See my earlier post. I've been thinking this for years.
The physical side of a relationship, the intimate lovemaking side, is not given the importance it should have when we consider how to keep a relationship solid. It's got immense power to keep a relationship very healthy or to heal, if a couple is seen by each other to make their partner the most important person in their life. Now we're seeing couples discussing the frequency of lovemaking prior to marriage, and even putting it into prenups.
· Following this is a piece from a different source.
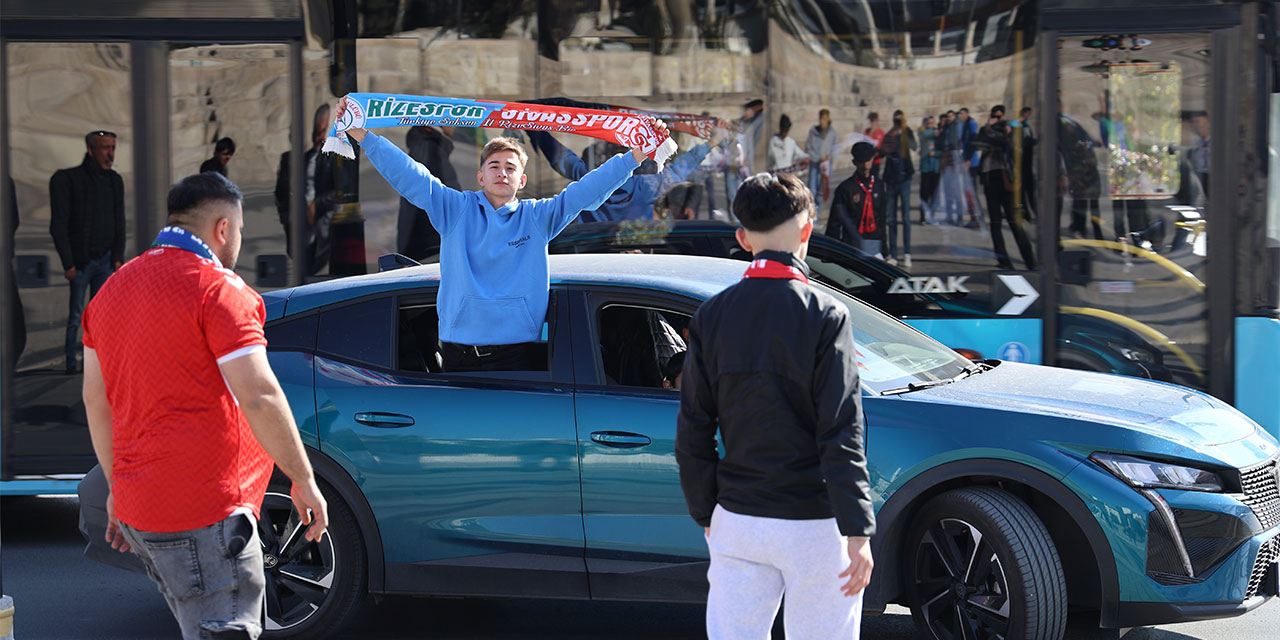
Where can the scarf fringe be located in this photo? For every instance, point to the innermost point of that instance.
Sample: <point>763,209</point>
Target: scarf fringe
<point>338,145</point>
Is just the old saw, that you hear from another guy or lady that the good sex life they had died soon after they said "I do". Hopefully, it reflects an honest discussion between the couple about what is important in their relationships, and what they both want to achieve, and then they reflect that in a written agreement, to give it even more importance.
Heaven forbid, I'd have to say to my lover, that our agreement says that we're falling behind our quota while pointing to the clause in the prenup.
I like the idea of date nights or date days that are almost sacrosant for a couple, to ensure that good things for them and their relationship, do actually occur regularly.
Another find over at
The Winnipeg Free Press Online EditionPrenups now have sexual clauses
Stipulations are part of 'designer marriages'
Fri Oct 13 2006
By Misty Harris
AS romantic as "till death do us part" sounds, a new survey of family law attorneys suggests a more accurate vow might be "till sex do us part."
Of the more than 1,600 legal eagles polled by the American Academy of Matrimonial Lawyers, fully 15 per have been asked by clients to include provisions for frequency of intercourse in their prenuptial agreements -- more commonly known as marriage contracts in Canada.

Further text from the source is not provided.